Le Président (M. Jolivet): Merci de votre présence. Cela a été un peu plus long que prévu, mais merci.

Nous devons aborder le projet de loi article par article.

M. Lavoie: Ce soir?

Le Président (M. Jolivet): J'ai l'obligation, quant à moi, comme président, puisque nous devons terminer à minuit, l'article 1 ayant été appelé ce matin...

M. Lavoie: Pas les 500 articles avant minuit? Le Président (M. Jolivet): 539.

M. Lavoie: Non, je ne le sais pas. Pour trois quarts d'heure, est-ce que... Je pense bien qu'on serait en meilleure forme demain matin.

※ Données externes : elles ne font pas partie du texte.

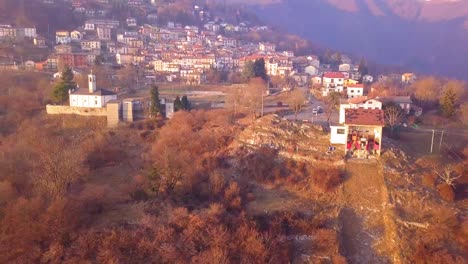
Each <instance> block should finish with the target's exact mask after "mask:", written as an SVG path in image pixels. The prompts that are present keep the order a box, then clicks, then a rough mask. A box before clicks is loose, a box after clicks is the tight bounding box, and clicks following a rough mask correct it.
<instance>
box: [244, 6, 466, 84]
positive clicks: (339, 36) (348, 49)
mask: <svg viewBox="0 0 468 264" xmlns="http://www.w3.org/2000/svg"><path fill="white" fill-rule="evenodd" d="M251 2H252V1H251ZM253 2H255V0H253ZM267 2H268V1H267V0H263V1H262V3H257V5H255V6H256V7H255V8H254V10H255V11H256V13H257V15H259V17H260V18H261V19H264V20H266V21H268V22H269V23H271V24H274V25H277V26H279V27H281V28H283V29H285V30H287V31H290V32H292V33H295V34H298V35H300V36H302V37H305V38H308V39H311V40H313V41H315V42H317V43H320V44H322V45H323V46H328V47H330V48H333V49H338V50H342V51H345V52H349V53H352V54H355V55H358V56H365V57H367V58H368V59H370V60H374V61H377V62H380V63H385V64H391V65H400V66H403V67H407V68H410V69H414V70H415V71H418V72H421V73H427V74H436V75H444V76H450V77H456V78H460V79H468V62H467V58H468V1H465V0H463V1H462V0H453V1H449V0H432V1H419V0H283V1H281V2H280V3H278V1H275V2H276V3H271V2H270V3H267Z"/></svg>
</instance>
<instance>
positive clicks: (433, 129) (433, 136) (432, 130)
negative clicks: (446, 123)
mask: <svg viewBox="0 0 468 264" xmlns="http://www.w3.org/2000/svg"><path fill="white" fill-rule="evenodd" d="M434 133H435V131H434V129H432V141H431V153H432V147H433V146H434Z"/></svg>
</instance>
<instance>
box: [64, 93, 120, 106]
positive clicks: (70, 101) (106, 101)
mask: <svg viewBox="0 0 468 264" xmlns="http://www.w3.org/2000/svg"><path fill="white" fill-rule="evenodd" d="M110 100H117V95H105V96H96V95H80V94H70V106H74V107H90V108H101V107H104V106H105V105H106V104H107V102H109V101H110Z"/></svg>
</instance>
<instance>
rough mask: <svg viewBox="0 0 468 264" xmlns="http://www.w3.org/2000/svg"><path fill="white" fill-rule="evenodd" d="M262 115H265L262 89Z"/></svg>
mask: <svg viewBox="0 0 468 264" xmlns="http://www.w3.org/2000/svg"><path fill="white" fill-rule="evenodd" d="M261 116H262V117H263V91H262V115H261Z"/></svg>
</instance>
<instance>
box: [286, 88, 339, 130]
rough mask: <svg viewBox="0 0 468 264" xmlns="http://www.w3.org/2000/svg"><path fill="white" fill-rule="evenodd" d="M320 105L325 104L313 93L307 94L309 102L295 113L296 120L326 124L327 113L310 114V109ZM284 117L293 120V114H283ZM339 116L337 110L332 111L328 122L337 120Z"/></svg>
mask: <svg viewBox="0 0 468 264" xmlns="http://www.w3.org/2000/svg"><path fill="white" fill-rule="evenodd" d="M318 106H321V107H322V108H324V106H325V104H324V103H323V102H321V101H320V100H318V99H317V98H315V97H314V96H313V95H309V103H307V104H306V105H305V106H304V107H303V109H302V111H301V112H299V113H298V114H297V120H308V121H309V122H313V123H317V124H322V125H324V124H327V115H326V114H325V113H320V114H312V109H313V108H317V107H318ZM285 118H286V119H289V120H294V114H291V115H287V116H285ZM338 120H339V116H338V111H335V112H333V114H332V115H331V117H330V122H338Z"/></svg>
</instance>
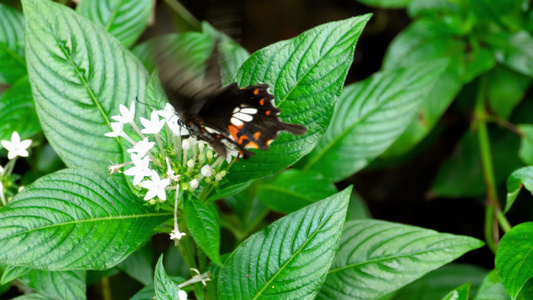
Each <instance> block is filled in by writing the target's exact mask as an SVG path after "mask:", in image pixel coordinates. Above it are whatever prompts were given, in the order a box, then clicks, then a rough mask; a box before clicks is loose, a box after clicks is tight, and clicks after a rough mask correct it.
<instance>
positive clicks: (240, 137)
mask: <svg viewBox="0 0 533 300" xmlns="http://www.w3.org/2000/svg"><path fill="white" fill-rule="evenodd" d="M247 139H248V137H247V136H245V135H241V137H240V138H239V140H238V141H237V144H239V145H242V143H244V140H247Z"/></svg>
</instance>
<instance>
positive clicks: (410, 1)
mask: <svg viewBox="0 0 533 300" xmlns="http://www.w3.org/2000/svg"><path fill="white" fill-rule="evenodd" d="M411 1H412V0H357V2H361V3H363V4H365V5H369V6H377V7H381V8H404V7H407V5H408V4H409V2H411Z"/></svg>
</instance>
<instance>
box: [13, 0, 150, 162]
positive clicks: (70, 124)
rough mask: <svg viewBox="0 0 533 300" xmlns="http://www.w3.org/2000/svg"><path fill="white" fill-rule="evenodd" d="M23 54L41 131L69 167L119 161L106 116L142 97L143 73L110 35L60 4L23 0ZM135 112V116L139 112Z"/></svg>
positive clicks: (121, 147) (118, 152)
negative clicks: (23, 7) (40, 125)
mask: <svg viewBox="0 0 533 300" xmlns="http://www.w3.org/2000/svg"><path fill="white" fill-rule="evenodd" d="M22 3H23V6H24V13H25V16H26V21H27V22H26V38H27V45H26V46H27V47H26V52H27V53H26V56H27V60H28V73H29V77H30V82H31V85H32V90H33V98H34V100H35V103H36V107H37V113H38V115H39V119H40V121H41V124H42V126H43V129H44V132H45V135H46V137H47V139H48V141H50V143H51V144H52V146H53V147H54V149H55V150H56V152H57V153H58V155H59V156H60V157H61V158H62V159H63V161H64V162H65V164H67V166H69V167H73V166H80V167H92V168H96V169H101V170H103V169H105V168H107V166H108V165H109V161H110V160H111V161H117V160H118V161H123V159H121V158H122V156H123V149H122V146H121V141H119V139H113V138H109V137H106V136H104V134H105V133H107V132H110V131H111V127H110V123H111V120H110V116H112V115H118V114H119V104H124V105H126V106H127V107H129V106H130V103H131V102H132V101H135V99H136V98H138V99H140V100H141V101H142V99H143V98H144V90H145V87H146V80H147V75H146V72H145V71H144V69H143V67H142V65H141V64H140V63H139V62H138V61H137V59H136V58H135V57H134V56H133V55H131V54H130V53H129V52H128V51H127V50H126V49H125V48H124V47H123V46H122V45H121V44H120V43H119V42H118V41H117V40H116V39H114V38H113V37H111V36H110V35H109V34H108V33H106V32H104V31H102V30H101V29H100V28H98V27H97V26H96V25H94V24H93V23H91V22H89V21H88V20H86V19H85V18H83V17H81V16H79V15H78V14H76V13H75V12H73V11H72V10H71V9H69V8H68V7H66V6H64V5H60V4H57V3H54V2H52V1H37V0H23V1H22ZM139 116H141V115H140V114H139Z"/></svg>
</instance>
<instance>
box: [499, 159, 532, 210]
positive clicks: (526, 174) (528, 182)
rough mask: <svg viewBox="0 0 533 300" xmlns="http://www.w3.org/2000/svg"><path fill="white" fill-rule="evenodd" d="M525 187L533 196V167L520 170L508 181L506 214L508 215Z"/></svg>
mask: <svg viewBox="0 0 533 300" xmlns="http://www.w3.org/2000/svg"><path fill="white" fill-rule="evenodd" d="M523 187H525V188H526V190H528V191H529V192H530V193H532V194H533V167H531V166H529V167H524V168H520V169H518V170H516V171H514V172H513V173H511V175H509V179H507V203H506V204H505V210H504V212H505V213H507V212H508V211H509V209H510V208H511V207H512V206H513V203H514V201H515V200H516V197H517V196H518V193H520V191H521V190H522V188H523Z"/></svg>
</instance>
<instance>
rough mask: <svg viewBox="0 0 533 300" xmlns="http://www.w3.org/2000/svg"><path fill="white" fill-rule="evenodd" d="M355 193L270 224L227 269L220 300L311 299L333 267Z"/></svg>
mask: <svg viewBox="0 0 533 300" xmlns="http://www.w3.org/2000/svg"><path fill="white" fill-rule="evenodd" d="M350 191H351V188H347V189H345V190H344V191H342V192H339V193H338V194H336V195H334V196H332V197H329V198H327V199H324V200H322V201H320V202H317V203H314V204H312V205H309V206H307V207H305V208H303V209H301V210H299V211H296V212H294V213H292V214H290V215H287V216H285V217H284V218H282V219H280V220H278V221H276V222H274V223H272V224H271V225H270V226H268V227H267V228H265V229H264V230H262V231H260V232H258V233H256V234H254V235H252V236H251V237H249V238H248V239H247V240H245V241H244V242H243V243H242V244H241V245H240V246H239V247H238V248H237V249H236V250H235V251H233V253H232V254H231V255H230V257H229V258H228V259H227V260H226V262H225V263H224V266H223V267H222V269H221V270H220V273H219V280H218V293H219V295H218V296H219V299H263V298H271V299H313V298H314V297H315V296H316V294H317V293H318V290H319V289H320V286H321V285H322V282H323V280H324V278H325V275H326V273H327V270H328V269H329V267H330V265H331V261H332V259H333V256H334V255H335V250H336V248H337V243H338V240H339V237H340V233H341V230H342V226H343V223H344V219H345V216H346V208H347V206H348V199H349V196H350Z"/></svg>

Si vous voulez...

M. Tardif: M. le Président...

M. Lavoie: Je vais demander cinq minutes de suspension, s'il y a lieu, pour mettre de l'ordre dans mes papiers, pour changer de dossier. Je laisse cela à la discrétion du ministre.

M. Tardif: M. le Président, compte tenu que les membres de cette commission ont fait, je pense, un travail sérieux depuis 14 heures, il me semble que commencer l'étude article par article pour 45 minutes... Si tout le monde est d'accord, nous pourrions effectivement la commencer demain matin.

Le Président (M. Jolivet): Compte tenu que ce midi j'avais commencé par appeler l'article 1, nous serons rendus là à 10 heures demain matin.